Pourtant, les syndicats de médecins sont toujours très partagés quant à la vaccination par les pharmaciens, MG France étant résolument contre tandis que le Syndicat des médecins libéraux (SML) se montre beaucoup plus ouvert. Le Dr Sophie Bauer, chirurgien thoracique et secrétaire générale du SML affirme que « les médecins n’y sont pas opposés, ils voudraient simplement rester au sein d’une équipe et ils voient très bien un travail en équipe avec leur pharmacien de proximité, avec un retour d’informations quand leur patient a été vacciné ». Elle note d’ailleurs que « les pharmaciens restent très bien répartis sur le territoire, ils sont souvent le dernier maillon sur le territoire déserté par les autres professionnels de santé, il est donc important qu’il prenne un rôle dans le système de santé », tout en prévenant qu’il fallait faire attention à ne pas retirer « tous les actes simples aux médecins » au risque de « paupériser la profession ».
Côté patients, le nombre de vaccinés par les pharmaciens l’hiver dernier montre un accueil très favorable.

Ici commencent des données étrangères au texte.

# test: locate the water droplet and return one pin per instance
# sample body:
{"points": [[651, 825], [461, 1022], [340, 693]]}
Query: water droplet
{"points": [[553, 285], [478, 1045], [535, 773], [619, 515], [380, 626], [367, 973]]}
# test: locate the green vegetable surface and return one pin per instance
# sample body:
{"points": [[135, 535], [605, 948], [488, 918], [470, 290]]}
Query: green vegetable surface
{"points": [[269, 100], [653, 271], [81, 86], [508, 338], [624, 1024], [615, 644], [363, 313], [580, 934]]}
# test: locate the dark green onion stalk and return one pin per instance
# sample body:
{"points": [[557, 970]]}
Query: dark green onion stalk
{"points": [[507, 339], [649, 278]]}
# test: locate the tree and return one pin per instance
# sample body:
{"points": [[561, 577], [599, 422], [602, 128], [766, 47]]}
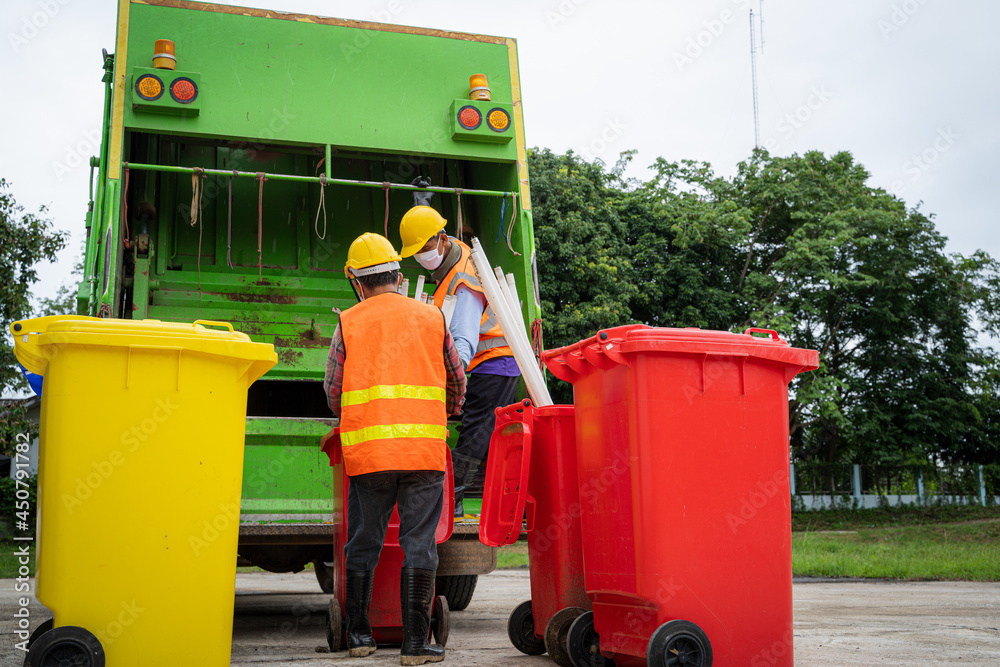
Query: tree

Ce que confirme Jean-Luc Plavis, de France Assos santé, qui trouve intéressant de « développer cette vaccination par les pharmaciens dans d’autres régions », mais en s’assurant d’un travail d’équipe avec les autres professionnels de santé, en particulier grâce à l’information du médecin, « car le déficit de communication peut entraîner des difficultés pour le patient ».
D'après une conférence animée par « Le Quotidien du pharmacien » lors du salon PharmagoraPlus.